Das sind die kritischen Thesen einer Reihe von Wissenschaftlern bei einer Münchner Fachkonferenz zum 50-jährigen Bestehen des Deutschen Gewerkschaftsbunds (DGB). Die aktuelle Schwäche der deutschen Gewerkschaften werde vor allem auf dem Rücken des DGB ausgetragen, der schleichend aus dem Bewusstsein der Öffentlichkeit verschwinde, befand der Bochumer Sozialwissenschaftler Klaus Tenfolde. Seit dem Ende des Kalten Kriegs befinde sich die Gewerkschaft in der Defensive und trete oft auf der Stelle. Als Indiz für ihren Bedeutungsverlust werteten Wissenschaftler einen anhaltenden Mitgliederschwund.

Im Durchschnitt verliere der DGB beziehungsweise seine Mitgliedgewerkschaften derzeit zwischen 30 000 und 40 000 Mitglieder im Monat und könne bald wieder auf dem Niveau der alten Bundesrepublik im Jahr 1989 ankommen. Damals hatten die DGB-Gewerkschaften 7,9 Millionen Mitglieder. 1991 war ihre Zahl durch die Aufnahme ostdeutscher Gewerkschafter auf 11,8 Millionen angewachsen und dann aber wieder auf 8,3 Millionen Mitglieder gefallen. Den Grund sehen Wissenschaftler darin, dass die Arbeitnehmervertreter alten Konzepten nachhängen und in vielen High-Tech-Branchen kaum vertreten sind. Auch weibliche und jüngere Arbeitnehmer würden sie wenig repräsentieren. Programmatisch sei die 50 Jahre alte Organisation zu einem Zeitpunkt bei der sozialen Marktwirtschaft angekommen, zu dem sich heutige Neoliberale von ihr abwenden, meinte der Bochumer Soziologe Walther Müller-Jentsch.

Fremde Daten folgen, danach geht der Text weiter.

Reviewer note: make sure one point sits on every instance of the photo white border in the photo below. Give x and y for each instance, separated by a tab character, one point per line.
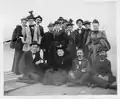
70	96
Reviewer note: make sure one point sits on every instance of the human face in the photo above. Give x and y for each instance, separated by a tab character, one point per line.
102	53
57	26
88	26
70	28
95	26
50	28
79	24
31	21
80	54
34	48
23	22
38	20
60	52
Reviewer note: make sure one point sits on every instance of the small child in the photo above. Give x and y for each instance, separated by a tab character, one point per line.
80	69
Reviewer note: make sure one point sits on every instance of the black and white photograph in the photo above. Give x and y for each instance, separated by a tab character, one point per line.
59	47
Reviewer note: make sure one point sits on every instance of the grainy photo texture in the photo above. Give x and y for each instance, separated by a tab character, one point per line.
59	47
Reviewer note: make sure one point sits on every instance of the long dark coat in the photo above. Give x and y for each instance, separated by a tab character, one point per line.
27	63
78	37
46	43
18	52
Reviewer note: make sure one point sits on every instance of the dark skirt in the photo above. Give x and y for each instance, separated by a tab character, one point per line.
17	56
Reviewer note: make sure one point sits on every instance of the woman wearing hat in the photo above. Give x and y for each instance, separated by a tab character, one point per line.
78	34
18	40
87	32
95	39
39	31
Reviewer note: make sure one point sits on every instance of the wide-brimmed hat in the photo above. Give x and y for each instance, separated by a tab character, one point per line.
31	16
50	25
86	22
38	17
56	22
102	49
34	43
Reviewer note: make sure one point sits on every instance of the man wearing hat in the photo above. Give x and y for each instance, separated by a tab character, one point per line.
30	63
78	34
39	31
47	41
71	46
31	27
103	76
87	32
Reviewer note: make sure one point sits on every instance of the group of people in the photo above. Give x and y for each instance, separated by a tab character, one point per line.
75	57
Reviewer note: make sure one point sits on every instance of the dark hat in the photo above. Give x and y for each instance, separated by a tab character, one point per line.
79	20
38	17
60	19
95	21
65	21
31	16
50	25
34	43
57	22
102	49
69	24
24	19
86	22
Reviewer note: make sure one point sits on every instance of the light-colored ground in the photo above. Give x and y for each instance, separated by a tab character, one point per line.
39	89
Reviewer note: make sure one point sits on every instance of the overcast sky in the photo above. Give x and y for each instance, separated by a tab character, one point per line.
50	10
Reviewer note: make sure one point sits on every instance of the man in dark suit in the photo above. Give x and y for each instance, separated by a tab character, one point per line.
30	63
38	20
87	32
47	41
78	34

"Wann endlich ergreifen die Gewerkschaften die Offensive zu einer flexiblen Arbeitszeitgestaltung, statt dieses Feld den Arbeitgebern zu überlassen," drängte die Bremer Historikerin Inge Marßolek. Stattdessen trübe Nostalgie die Wahrnehmung von Veränderungen sowie innovatives und alternatives Potenzial. Die gewerkschaftliche Bewegung müsse sich neu begründen und Blockaden beseitigen. Derzeit sei sie hin- und hergerissen zwischen Mutlosigkeit und der Hoffnung auf die erlösende Wirkung eines Nachfrageschubs, kritisierte der Kölner Wirtschaftsprofessor Wolfgang Streeck. Für das Bündnis für Arbeit seien Gewerkschaften überraschend schlecht gerüstet. Ihr Mittel der Wahl gegen die Arbeitslosigkeit sei Frühverrentung. International habe sich diese Strategie "Arbeit stillzulegen oder zwischenzulagern" aber als gescheitert erwiesen. Vielversprechender sei eine beschäftigungsfreundliche Generalrevision aller Institutionen des Arbeitsmarkts mit dem Ziel einer Senkung der Arbeitskosten, Flexibilisierung der Arbeitsmärkte und verbesserten Anreizen zur Arbeitsaufnahme. Zwar gebe es zaghafte Ansätze, räumte Streeck ein. Um das deutsche Beschäftigungsniveau von derzeit 72 Prozent an das skandinavische von etwa 80 Prozent anzunähern, müsse man aber noch ein ganzes Stück weitergehen.